Social charges are currently set at 7.5 percent for income from an EU country, or 17.2 percent for income from a non-EU country. So income from the UK jumped to the higher rate at the end of the Brexit transition period.

However the ECJ ruling on healthcare cover is the key bit – essentially if you are already contributing to another European country’s social security system, you benefit from the lower rate.

This mainly affects two groups – Brits living in the UK (and therefore covered by the NHS) who have income in France, and Brits who are living in France and who have an S1, which states that their healthcare costs are covered by the NHS.

S1 holders are mainly British pensioners living in France, but the scheme can also apply to other groups including students and posted workers. 

Brits who are living in France and are covered by the French health system pay the higher rate on income from the UK. 

Technically the 7.5 percent rate is a ‘social levy’ rather than the prélèvements sociaux.

The ‘social levy’ is not charged on pensions, so if you are an S1 holder who receives a British pension, you will not have to pay any social charges at all, while certain types of property income may also be exempt from social charges.


As we stated above, social charges are not a tax (although they are deducted from your income by the tax office).

Taxes on income from the UK is covered by the bilateral dual-taxation treaty between France and the UK, which states that you don’t have to pay tax in France on income that you have already paid tax on in the UK. 

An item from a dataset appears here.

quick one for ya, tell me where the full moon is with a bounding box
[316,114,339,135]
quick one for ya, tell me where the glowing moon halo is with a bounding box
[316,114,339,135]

So the first thing to check on your tax bill is whether deductions relate to impôt (tax) or prélèvements sociaux (social charges).

Challenge your tax bill

So what to do if you think you have been incorrectly charged on income from the UK?

If you are an S1 holder, it’s a case of telling the tax office that you benefit from the lower 7.5 percent social levy, rather than the 17.2 percent social charge.

Murray said: “You can state that you are not subject to social charges by ticking boxes 8SH/8SI on your tax form (2042 form) or, if you have been charged at the higher rate, you can claim them back on your personal page on the website.”

If the over-charge relates to a different issue – for example you have been charged both tax and the social charge or charged on exempt income – your first step is talking to the tax office, either in person or over the phone.

READ ALSO How to challenge your French tax bill

This article is a general overview of the tax rules and is not intended as a substitute for financial advice, if your financial affairs are complicated you are always better off getting professional help from an accountant who specialises in international taxation.